There is, of course, mourning and sadness. We have all shed tears during the past several days because Gramme is no longer with us and because Kelsey now has a life-long desease that, while she can live a normal life, requires constant monitoring along with multiple finger pricks and shots on a daily basis.
Yet again, Kathy and I feel as blessed as we’ve ever felt. EVER! One of our philosophies in life is we are seldom in control of what happens to us, but we are always in control of our responses. In fact, the attitudes we embrace and the responses we choose are basically the only things in life of which we have 100 percent control. This is what I speak about and write about, so if I’m going to inspire and equip others about how to stay positive and hopeful no matter what they face in life, I better be living this truth myself.
So today, the Julian family chooses…
- To embrace Kelsey’s condition and believe God is smiling on her and saying: “I have something extra special for you that you can only experience through having Type 1 Diabetes. Trust me Kelsey, I have your absolute best in mind. I am gracious and kind, and this condition is something that will ADD to your life, not take away from it. Remember, you are my special child.”
- To be excited about leading Kelsey through the range of emotions she will experience because of this challenge. We know she will feel sad, scared, disappointed, and confused because, as parents, we are feeling these emotions. However, we also know that as time goes on, Kelsey can choose to be optimistic and see her new life as something special and unique. What a great opportunity for Kathy and me to encourage Kelsey, as well as Christopher and McKenzie, through new challenges and opportunities we could never experience without having a family member with Type 1 Diabetes. We choose to believe there are new adventures ahead for all of us.
- To know that Kelsey will be an overachiever, which she has always been. One of my nicknames for her is “Competitive Princess.” If you know Kelsey, you know she is sweet, quiet, gentle, and kind (i.e. “princess”). Yet only those closest to her know that while quiet and gentle, she is also driven (i.e. “competitive”). Hence, my nickname “Competitive Princess.” I think that nickname will fit her even better now.
- To understand how BLESSED we are to live in the USA. Kathy grew up overseas in a third world country and knows how hard it would be to support a child with Type 1 Diabetes if we lived in a different place. I’ve led over a dozen short-term youth mission projects and have seen this reality as well. It’s much easier to stay positive during tough times when you realize your circumstances could be significantly more challenging if you lived elsewhere.

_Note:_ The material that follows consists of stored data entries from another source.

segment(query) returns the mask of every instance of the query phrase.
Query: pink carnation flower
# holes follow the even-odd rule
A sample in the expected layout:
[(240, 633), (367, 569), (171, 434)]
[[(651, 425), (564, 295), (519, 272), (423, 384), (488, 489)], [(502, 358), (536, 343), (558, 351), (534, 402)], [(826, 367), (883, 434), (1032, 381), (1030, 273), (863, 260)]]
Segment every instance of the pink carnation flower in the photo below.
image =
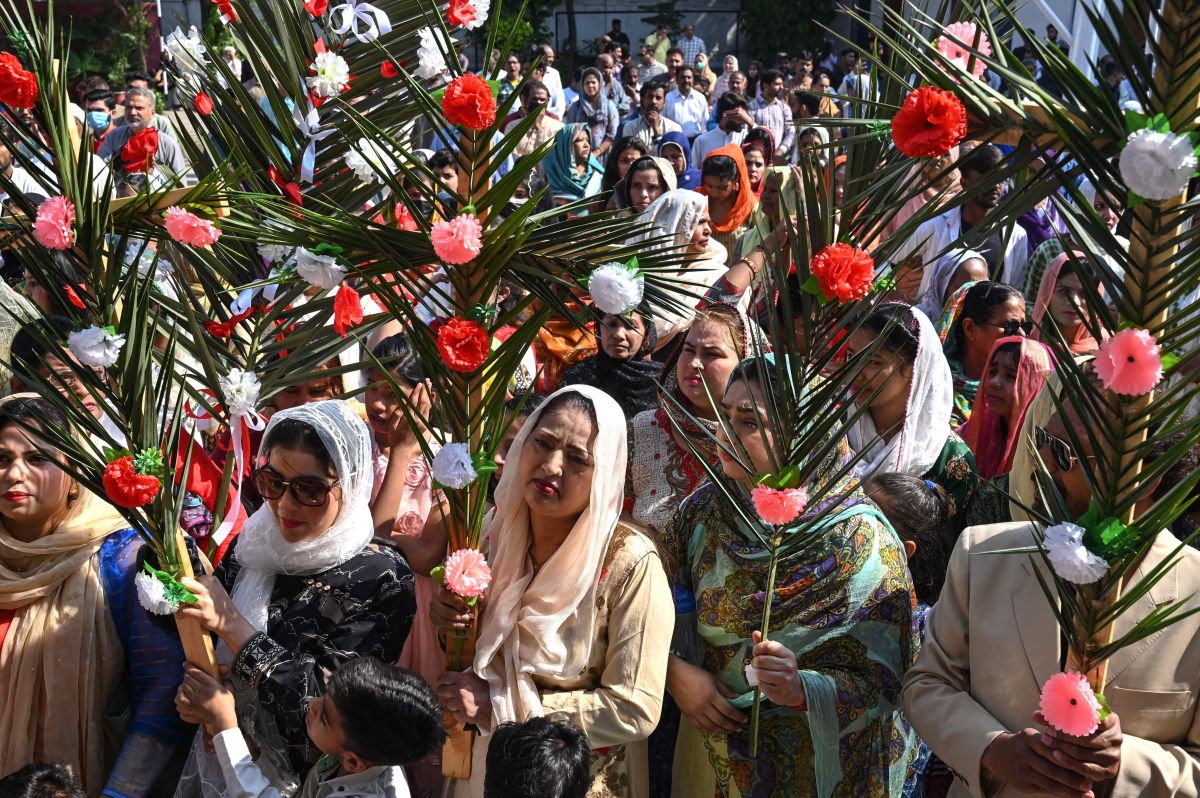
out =
[(1121, 330), (1096, 350), (1096, 375), (1104, 387), (1125, 396), (1150, 393), (1163, 376), (1154, 336), (1145, 330)]
[[(979, 36), (979, 44), (975, 45), (975, 36)], [(974, 50), (969, 49), (974, 47)], [(974, 22), (954, 22), (946, 26), (945, 34), (937, 40), (938, 52), (962, 69), (967, 68), (972, 52), (975, 53), (975, 63), (971, 66), (971, 74), (982, 78), (987, 70), (987, 64), (979, 55), (992, 54), (992, 45), (987, 34), (979, 31)]]
[(483, 250), (483, 225), (473, 214), (464, 213), (435, 224), (430, 238), (439, 260), (461, 266), (475, 260)]
[(1038, 708), (1046, 723), (1063, 734), (1086, 737), (1100, 726), (1100, 702), (1083, 674), (1074, 671), (1046, 680)]
[(808, 504), (808, 494), (804, 492), (804, 488), (776, 490), (759, 485), (750, 491), (750, 498), (754, 500), (754, 510), (758, 517), (776, 526), (795, 521)]
[(51, 197), (38, 206), (33, 235), (46, 249), (75, 246), (75, 205), (66, 197)]
[(459, 549), (446, 558), (446, 587), (456, 596), (479, 598), (492, 583), (492, 569), (483, 553), (476, 549)]
[(215, 224), (183, 208), (167, 208), (166, 226), (171, 238), (190, 247), (211, 246), (221, 237)]

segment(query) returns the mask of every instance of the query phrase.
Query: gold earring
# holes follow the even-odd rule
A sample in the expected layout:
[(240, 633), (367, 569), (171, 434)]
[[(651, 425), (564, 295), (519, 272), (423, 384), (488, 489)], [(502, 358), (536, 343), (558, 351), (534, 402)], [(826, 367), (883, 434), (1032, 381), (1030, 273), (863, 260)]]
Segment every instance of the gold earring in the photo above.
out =
[(73, 502), (79, 498), (79, 484), (71, 485), (71, 489), (67, 491), (67, 501)]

- To understand the AMAZING communities which surround us. Stonemill Church, the Stingrays Swim Team (the team I coach), Jackson Elementary School (where Kathy works), entrepreneurial networks like 48Days.Net (a network I am connected with through my business), and many of the people I’ve connected with over the years as a professional speaker have been amazing during these past few weeks.

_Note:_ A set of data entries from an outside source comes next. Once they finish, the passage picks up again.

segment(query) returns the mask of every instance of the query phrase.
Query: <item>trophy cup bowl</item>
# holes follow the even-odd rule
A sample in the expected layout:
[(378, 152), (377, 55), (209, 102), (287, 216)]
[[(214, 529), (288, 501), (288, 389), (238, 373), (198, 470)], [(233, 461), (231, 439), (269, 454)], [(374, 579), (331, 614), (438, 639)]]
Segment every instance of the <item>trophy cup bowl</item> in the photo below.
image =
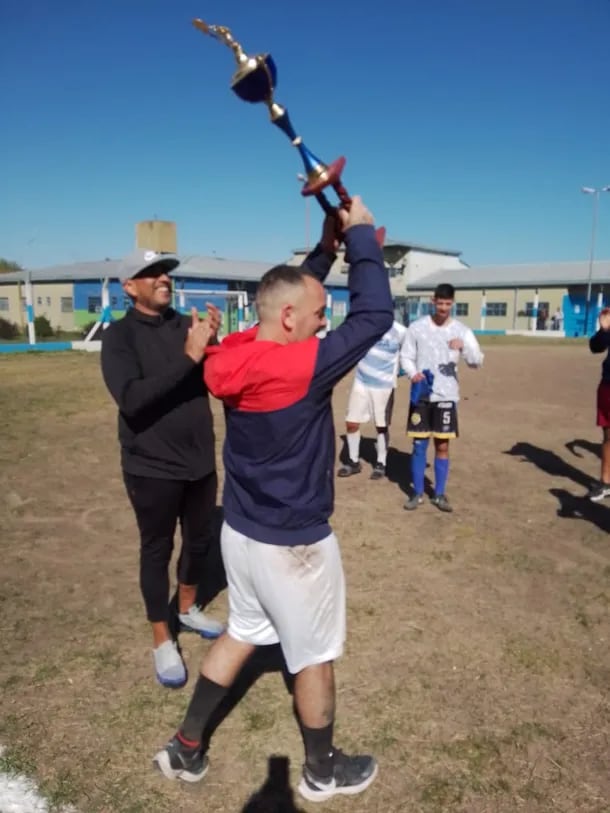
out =
[[(313, 195), (327, 214), (335, 214), (324, 189), (332, 187), (339, 198), (340, 204), (349, 209), (351, 198), (347, 189), (341, 183), (341, 173), (345, 167), (346, 159), (341, 156), (330, 164), (325, 164), (317, 158), (303, 143), (300, 135), (292, 126), (288, 111), (274, 100), (277, 86), (277, 67), (271, 54), (257, 54), (248, 56), (242, 46), (234, 39), (230, 30), (225, 26), (208, 25), (203, 20), (193, 20), (195, 28), (202, 33), (219, 40), (233, 51), (237, 62), (237, 70), (231, 79), (231, 90), (242, 101), (250, 104), (265, 104), (269, 110), (272, 124), (290, 139), (292, 145), (298, 150), (305, 169), (306, 182), (301, 189), (304, 196)], [(383, 245), (385, 229), (377, 229), (377, 242)]]

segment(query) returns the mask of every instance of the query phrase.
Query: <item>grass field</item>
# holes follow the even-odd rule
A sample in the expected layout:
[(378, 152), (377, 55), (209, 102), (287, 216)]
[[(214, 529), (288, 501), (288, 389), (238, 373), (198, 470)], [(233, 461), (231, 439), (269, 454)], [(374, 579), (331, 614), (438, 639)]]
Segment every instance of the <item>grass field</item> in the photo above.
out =
[[(453, 515), (402, 508), (404, 381), (388, 479), (370, 482), (365, 466), (337, 482), (348, 644), (336, 739), (373, 752), (380, 774), (326, 810), (610, 811), (610, 504), (582, 499), (599, 469), (599, 357), (582, 342), (485, 344), (485, 368), (462, 376)], [(80, 813), (314, 809), (289, 793), (279, 807), (252, 798), (270, 756), (290, 760), (292, 787), (302, 759), (274, 671), (214, 734), (200, 785), (151, 769), (209, 644), (183, 636), (186, 690), (155, 684), (98, 364), (0, 356), (0, 771), (35, 777)], [(348, 389), (336, 392), (338, 438)], [(211, 610), (226, 613), (224, 593)]]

I could write so much more, but are you beginning to see why we feel so blessed? While we would not choose Type 1 Diabetes for Kelsey and we know she would not choose this path for herself, we do choose to accept it and believe Kelsey will do the same. But even more, we don’t just choose to accept it, we choose to embrace it! To experience life in a new and better way because of it. To choose, by faith, to know that God has Kelsey’s very best in mind.
How to Stay Positive
To sum it up, we have experienced, once again, that choosing to live it forward is how to stay positive during the storms of life!